Most AI assistants ask you to start from scratch every time. You switch tabs, paste your question, explain the context, wait for an answer, then do it all over again tomorrow. FastrFlow (https://fastrflow.com/), a Dallas–Fort Worth startup co-founded by Madhavam Shahi and Kavish Soningra, thinks that’s backward.
Instead of building another chatbot, the company has created what it calls a “screen-aware AI copilot”—an invisible overlay that watches what you’re already doing. If you’re reading lecture slides, editing a Google Doc, or working through a problem set, the AI sees your screen in real time and can answer questions without the usual copy-paste ritual. No tab switching. No re-explaining what you meant three days ago.
What makes FastrFlow different is what happens next. The tool doesn’t forget. It transcribes lectures and meetings, then turns them into structured notes, summaries, and action items. Over weeks and months, it builds what the founders call a “personal knowledge layer”—a searchable record of everything you’ve learned or discussed. A student can ask, “How does this week’s material connect to what we covered in October?” and get an answer grounded in their own history, not generic internet results.

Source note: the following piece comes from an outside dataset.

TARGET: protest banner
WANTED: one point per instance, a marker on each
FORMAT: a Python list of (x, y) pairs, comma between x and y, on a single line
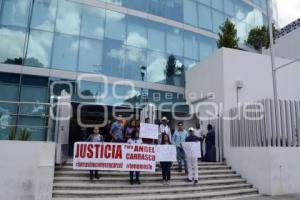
[(166, 153), (192, 149), (114, 156), (148, 131)]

From Dorm Rooms to Deal Rooms
The company has already signed up more than 2,000 users across 20-plus universities, mostly students juggling lectures, problem sets, and part-time work. But Soningra and Shahi saw the same problem playing out in professional settings. Sales reps spend hours prepping for calls, digging through product docs, and trying to remember what was promised in the last demo.
So FastrFlow built a live sales mode. During a call, the tool pulls accurate details from documentation and past transcripts, helping reps answer technical questions on the spot. The goal is to turn institutional knowledge into a live resource—not a scattered collection of Slack threads and Notion pages.

Aiming for 500 Universities and 1 Million Users
The company recently closed $375,000 in early funding—$335,000 from Mucker Capital and an additional $40,000 from the Telora Fellowship, a program that accepts fewer than 1% of applicants. That capital is being put toward an aggressive expansion: from 20 universities today to more than 500, with a target of one million student users.
The roadmap includes deeper automation—personalized review plans, auto-generated quizzes and flashcards, and instant answers that pull from a student’s own lecture history. On the enterprise side, the team is targeting 100-plus SMB deployments, particularly in sales organizations that need fast, accurate answers during live customer conversations.
The Telora Fellowship’s backing, alongside Mucker Capital, signals investor confidence in a tool that doesn’t just answer questions—it remembers them. For students cramming before exams and sales teams prepping for demos, that continuous memory layer might be the difference between repeating yourself and actually moving forward.